On 7 March 2016 at 13:23, Victor Yegorov <vyegorov@gmail.com> wrote:
> Your `sc_id` and `scdate` columns are correlated.
Actually not necessarily, although in the majority case that's mostly true.
> Planner has no such knowledge and assumes columns being independent. Your
> `scdate` predicate is
> estimate to return 14394 rows (based on the EXPLAIN of your first post). I
> think, that this corresponds to
> a quite small portion of your table, less than 1% (based on `Rows Removed by
> Filter: 4068865` from the
> same EXPLAIN). Under uniform distribution, these 14394 rows can be anywhere
> in the table.
Oh I see! To make sure I understand what you're saying: given a fully
random distribution of scdate across the table, searching the whole
table for the first instance of scdate=(20160219|20160220|20160221)

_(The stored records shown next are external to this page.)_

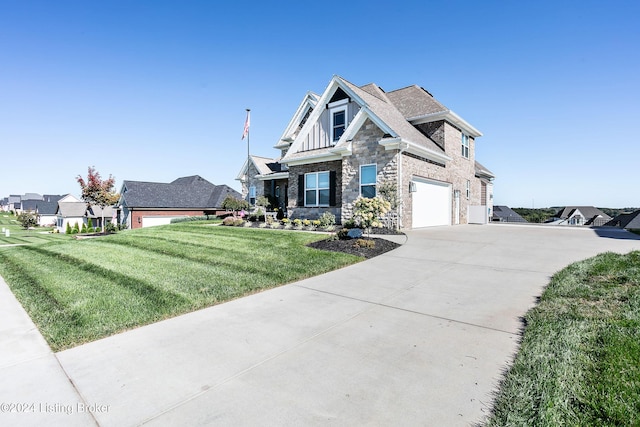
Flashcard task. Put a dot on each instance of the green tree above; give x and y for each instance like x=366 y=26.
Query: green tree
x=28 y=219
x=95 y=191
x=232 y=204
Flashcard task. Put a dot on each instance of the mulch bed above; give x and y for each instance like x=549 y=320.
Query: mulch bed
x=349 y=246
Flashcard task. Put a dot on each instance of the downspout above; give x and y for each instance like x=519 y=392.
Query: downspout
x=399 y=189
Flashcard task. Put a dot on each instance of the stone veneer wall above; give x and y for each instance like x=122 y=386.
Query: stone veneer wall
x=366 y=150
x=260 y=185
x=304 y=212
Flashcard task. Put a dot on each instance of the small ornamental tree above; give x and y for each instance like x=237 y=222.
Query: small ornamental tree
x=96 y=191
x=27 y=219
x=367 y=212
x=232 y=204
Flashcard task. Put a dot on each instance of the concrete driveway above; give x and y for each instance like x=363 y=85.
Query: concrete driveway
x=418 y=336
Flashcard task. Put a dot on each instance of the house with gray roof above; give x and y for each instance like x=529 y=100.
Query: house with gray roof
x=351 y=141
x=506 y=214
x=145 y=204
x=580 y=215
x=628 y=221
x=46 y=208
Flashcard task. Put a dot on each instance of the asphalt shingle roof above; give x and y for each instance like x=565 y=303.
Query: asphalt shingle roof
x=183 y=193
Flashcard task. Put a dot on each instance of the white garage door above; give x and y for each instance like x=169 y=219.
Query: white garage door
x=150 y=221
x=431 y=203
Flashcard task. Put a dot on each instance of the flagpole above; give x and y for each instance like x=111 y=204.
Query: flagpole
x=248 y=154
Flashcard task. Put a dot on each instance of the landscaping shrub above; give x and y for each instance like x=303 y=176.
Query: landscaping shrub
x=365 y=243
x=327 y=219
x=190 y=218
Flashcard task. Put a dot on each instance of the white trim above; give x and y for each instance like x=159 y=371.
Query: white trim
x=317 y=189
x=310 y=100
x=278 y=175
x=375 y=182
x=316 y=158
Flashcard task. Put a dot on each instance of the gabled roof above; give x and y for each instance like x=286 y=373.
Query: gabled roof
x=483 y=172
x=266 y=167
x=72 y=209
x=630 y=221
x=588 y=212
x=376 y=106
x=505 y=213
x=40 y=206
x=307 y=105
x=31 y=196
x=193 y=192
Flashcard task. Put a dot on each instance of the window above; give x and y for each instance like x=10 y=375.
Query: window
x=368 y=181
x=252 y=195
x=465 y=146
x=338 y=125
x=338 y=116
x=316 y=189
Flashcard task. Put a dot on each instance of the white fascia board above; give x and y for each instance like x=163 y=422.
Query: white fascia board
x=333 y=85
x=309 y=100
x=325 y=157
x=242 y=172
x=279 y=175
x=449 y=116
x=413 y=148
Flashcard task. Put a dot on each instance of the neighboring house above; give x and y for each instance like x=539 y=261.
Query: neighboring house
x=146 y=204
x=72 y=211
x=46 y=209
x=580 y=215
x=630 y=221
x=352 y=141
x=506 y=214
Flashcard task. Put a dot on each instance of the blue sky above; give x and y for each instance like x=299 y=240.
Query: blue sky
x=156 y=90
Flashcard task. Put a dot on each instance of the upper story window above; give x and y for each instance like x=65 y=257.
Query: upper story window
x=338 y=124
x=368 y=175
x=465 y=145
x=338 y=116
x=316 y=189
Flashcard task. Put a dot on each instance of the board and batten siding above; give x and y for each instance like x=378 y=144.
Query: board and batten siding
x=320 y=134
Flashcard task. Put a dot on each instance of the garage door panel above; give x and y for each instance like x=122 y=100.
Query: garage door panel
x=431 y=204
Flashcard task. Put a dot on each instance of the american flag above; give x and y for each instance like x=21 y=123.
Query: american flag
x=246 y=125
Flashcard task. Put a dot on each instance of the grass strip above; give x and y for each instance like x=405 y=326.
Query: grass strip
x=81 y=290
x=579 y=360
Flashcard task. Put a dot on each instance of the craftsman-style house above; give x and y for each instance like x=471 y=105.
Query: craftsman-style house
x=355 y=141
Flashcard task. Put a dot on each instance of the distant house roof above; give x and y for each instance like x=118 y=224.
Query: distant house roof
x=483 y=172
x=588 y=212
x=191 y=192
x=630 y=221
x=506 y=214
x=31 y=196
x=40 y=206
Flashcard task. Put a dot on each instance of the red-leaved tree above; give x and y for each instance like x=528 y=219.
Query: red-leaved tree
x=98 y=192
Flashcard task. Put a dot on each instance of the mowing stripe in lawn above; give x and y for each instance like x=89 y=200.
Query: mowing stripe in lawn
x=158 y=297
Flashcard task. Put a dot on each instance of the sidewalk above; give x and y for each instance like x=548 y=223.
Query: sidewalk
x=418 y=336
x=35 y=390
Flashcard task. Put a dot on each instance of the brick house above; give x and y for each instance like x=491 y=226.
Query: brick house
x=145 y=204
x=352 y=141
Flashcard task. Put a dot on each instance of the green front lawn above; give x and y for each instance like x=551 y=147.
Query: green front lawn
x=579 y=362
x=82 y=290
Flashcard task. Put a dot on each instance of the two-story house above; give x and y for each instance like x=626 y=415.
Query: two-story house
x=355 y=141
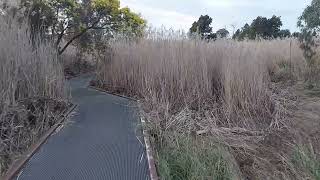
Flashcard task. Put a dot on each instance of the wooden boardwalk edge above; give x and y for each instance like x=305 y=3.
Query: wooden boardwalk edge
x=16 y=167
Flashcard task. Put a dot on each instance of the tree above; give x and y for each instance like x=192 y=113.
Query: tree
x=310 y=18
x=222 y=33
x=285 y=33
x=72 y=19
x=202 y=27
x=309 y=23
x=266 y=28
x=261 y=27
x=296 y=34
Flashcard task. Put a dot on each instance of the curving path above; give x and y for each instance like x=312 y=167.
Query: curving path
x=100 y=143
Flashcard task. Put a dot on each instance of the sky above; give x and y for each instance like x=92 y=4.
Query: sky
x=180 y=14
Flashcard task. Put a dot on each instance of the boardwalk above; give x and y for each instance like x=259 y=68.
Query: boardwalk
x=99 y=143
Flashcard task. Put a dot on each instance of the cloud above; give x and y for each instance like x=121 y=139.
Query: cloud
x=181 y=14
x=158 y=16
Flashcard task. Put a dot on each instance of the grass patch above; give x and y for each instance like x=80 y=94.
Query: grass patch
x=307 y=160
x=190 y=159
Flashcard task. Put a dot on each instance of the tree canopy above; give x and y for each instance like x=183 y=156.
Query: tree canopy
x=310 y=18
x=203 y=28
x=309 y=22
x=262 y=27
x=72 y=19
x=222 y=33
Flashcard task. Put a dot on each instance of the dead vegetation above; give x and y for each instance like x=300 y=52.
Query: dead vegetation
x=32 y=89
x=240 y=94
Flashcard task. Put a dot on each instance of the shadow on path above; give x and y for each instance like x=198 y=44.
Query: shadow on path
x=100 y=142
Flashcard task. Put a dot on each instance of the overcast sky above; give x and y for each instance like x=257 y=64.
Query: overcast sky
x=180 y=14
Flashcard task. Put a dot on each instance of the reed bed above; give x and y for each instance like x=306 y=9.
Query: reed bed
x=32 y=89
x=226 y=90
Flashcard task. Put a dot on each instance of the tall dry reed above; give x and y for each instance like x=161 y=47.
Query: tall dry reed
x=231 y=76
x=32 y=89
x=223 y=88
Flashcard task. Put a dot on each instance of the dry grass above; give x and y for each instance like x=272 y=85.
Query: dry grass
x=231 y=91
x=32 y=89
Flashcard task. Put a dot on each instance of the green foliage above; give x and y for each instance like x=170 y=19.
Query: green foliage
x=85 y=21
x=309 y=22
x=131 y=24
x=203 y=28
x=310 y=18
x=285 y=33
x=262 y=27
x=187 y=159
x=222 y=33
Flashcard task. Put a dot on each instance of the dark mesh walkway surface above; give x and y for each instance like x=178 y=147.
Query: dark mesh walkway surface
x=100 y=142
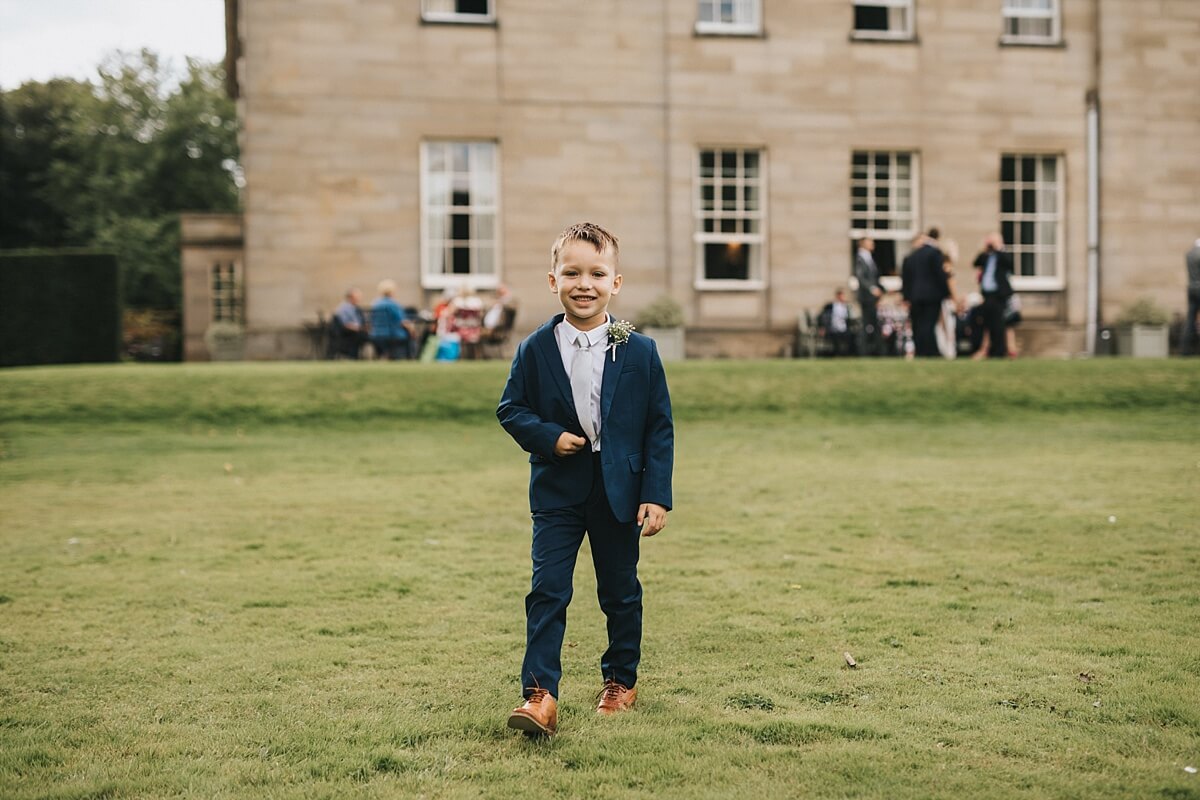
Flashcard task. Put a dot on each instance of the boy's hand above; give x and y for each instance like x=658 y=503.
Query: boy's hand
x=569 y=444
x=653 y=516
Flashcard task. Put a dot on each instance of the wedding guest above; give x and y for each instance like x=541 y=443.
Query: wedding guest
x=993 y=268
x=924 y=288
x=389 y=328
x=467 y=311
x=1187 y=347
x=870 y=290
x=834 y=324
x=349 y=328
x=587 y=398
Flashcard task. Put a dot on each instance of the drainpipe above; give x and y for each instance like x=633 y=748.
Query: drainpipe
x=1093 y=186
x=1093 y=218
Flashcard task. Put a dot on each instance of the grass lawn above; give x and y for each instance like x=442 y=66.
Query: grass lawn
x=276 y=581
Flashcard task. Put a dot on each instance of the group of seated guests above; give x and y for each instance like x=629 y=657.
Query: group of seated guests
x=396 y=332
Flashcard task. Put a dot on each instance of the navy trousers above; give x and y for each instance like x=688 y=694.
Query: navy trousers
x=557 y=536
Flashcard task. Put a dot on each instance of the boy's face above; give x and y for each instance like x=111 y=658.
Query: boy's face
x=585 y=281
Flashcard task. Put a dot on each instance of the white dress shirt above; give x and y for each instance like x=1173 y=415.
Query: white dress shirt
x=567 y=335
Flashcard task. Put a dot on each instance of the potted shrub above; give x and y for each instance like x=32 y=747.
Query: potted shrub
x=1141 y=330
x=663 y=322
x=225 y=341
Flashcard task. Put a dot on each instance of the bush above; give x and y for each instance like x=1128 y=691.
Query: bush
x=1144 y=312
x=59 y=307
x=663 y=312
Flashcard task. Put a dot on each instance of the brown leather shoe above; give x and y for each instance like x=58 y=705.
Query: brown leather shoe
x=538 y=715
x=616 y=697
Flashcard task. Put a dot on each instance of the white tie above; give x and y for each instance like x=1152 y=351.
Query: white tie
x=581 y=385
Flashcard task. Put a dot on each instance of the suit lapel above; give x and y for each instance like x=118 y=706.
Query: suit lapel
x=547 y=344
x=611 y=377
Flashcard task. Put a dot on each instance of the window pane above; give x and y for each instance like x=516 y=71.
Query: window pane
x=1027 y=233
x=751 y=163
x=726 y=262
x=483 y=228
x=1047 y=264
x=1029 y=169
x=1029 y=264
x=729 y=163
x=460 y=259
x=1008 y=169
x=870 y=18
x=436 y=224
x=439 y=190
x=485 y=260
x=460 y=193
x=460 y=227
x=1050 y=169
x=750 y=198
x=729 y=198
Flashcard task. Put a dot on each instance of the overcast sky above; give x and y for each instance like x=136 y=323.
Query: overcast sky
x=47 y=38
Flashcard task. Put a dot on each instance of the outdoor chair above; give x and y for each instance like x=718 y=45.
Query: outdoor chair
x=492 y=342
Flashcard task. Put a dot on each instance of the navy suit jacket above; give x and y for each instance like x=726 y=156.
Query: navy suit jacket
x=636 y=429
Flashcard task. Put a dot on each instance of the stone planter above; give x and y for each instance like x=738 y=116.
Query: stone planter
x=226 y=342
x=670 y=341
x=1143 y=341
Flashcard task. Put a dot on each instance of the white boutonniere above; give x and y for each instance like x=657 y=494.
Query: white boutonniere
x=618 y=335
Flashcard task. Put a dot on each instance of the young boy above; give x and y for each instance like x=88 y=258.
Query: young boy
x=591 y=405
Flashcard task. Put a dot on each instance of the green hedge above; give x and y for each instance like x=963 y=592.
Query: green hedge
x=59 y=306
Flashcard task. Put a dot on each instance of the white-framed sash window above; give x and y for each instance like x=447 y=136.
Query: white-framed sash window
x=729 y=17
x=459 y=11
x=227 y=296
x=1032 y=22
x=889 y=19
x=1031 y=212
x=883 y=204
x=460 y=212
x=730 y=214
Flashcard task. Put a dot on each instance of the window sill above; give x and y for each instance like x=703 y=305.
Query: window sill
x=727 y=31
x=439 y=282
x=469 y=22
x=1048 y=43
x=885 y=38
x=729 y=286
x=1030 y=283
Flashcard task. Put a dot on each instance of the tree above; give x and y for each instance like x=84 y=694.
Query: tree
x=111 y=164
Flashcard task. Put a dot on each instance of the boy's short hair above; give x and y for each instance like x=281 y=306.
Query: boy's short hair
x=588 y=232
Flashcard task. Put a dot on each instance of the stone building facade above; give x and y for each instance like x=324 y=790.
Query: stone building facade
x=737 y=146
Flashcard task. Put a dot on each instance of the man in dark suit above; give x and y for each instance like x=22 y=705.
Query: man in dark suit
x=867 y=272
x=924 y=287
x=1187 y=347
x=588 y=400
x=994 y=265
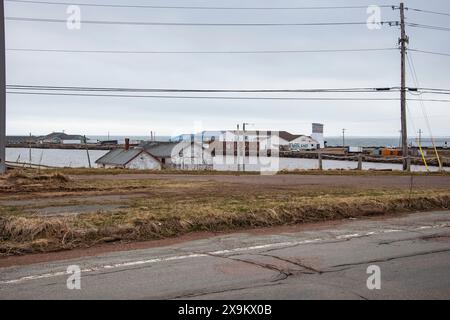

will be fastest, because using the scdate index could end up doing
lots of random-accesses across the whole table to get sc_id values,
whereas assuming a random distribution of scdate values I would only
expect to have to scan (sequentially) 3% of the table before I find
one of the scdate values that match, yes?
> Right now (9.5 and earlier versions) I do not know of any options that would
> not require fixing your queries.
Well I can cope with using (sc_id,scdate) index (which I guess wins
purely by being index-only and smaller than the table), but it makes
me unhappy.
I think I realised why the planner won't use (scdate,sc_id): the
multicolumn index page
(http://www.postgresql.org/docs/current/static/indexes-multicolumn.html)
suggests that:
The exact rule is that equality constraints on leading columns,
plus any inequality constraints on the first column that does not
have an equality constraint, will be used to limit the portion of
the index that is scanned.
So since the first column is an inequality constraint, PG won't use
the second column from index(scdate,sc_id) to retrieve the MIN()
value. This explains why it happily uses the index for the
LEAST(MIN(),MIN(),MIN()) version (since each one is an equality
condition); it seems like that rule is just too restrictive, because a
range constraint on the first key, when used in conjunction with an
index-only scan, is almost always going to win, even if the second
constraint matches all of the rows and even if the range constraint
returns all the values in the table (unless the index is larger than
the table itself, I suppose).
I might suggest that perhaps the rule should be relaxed so that an
inequality constraint does not stop the subsequent columns being used
in an index-only scan.
That assumes that I've not completely misunderstood, of course :)
Geoff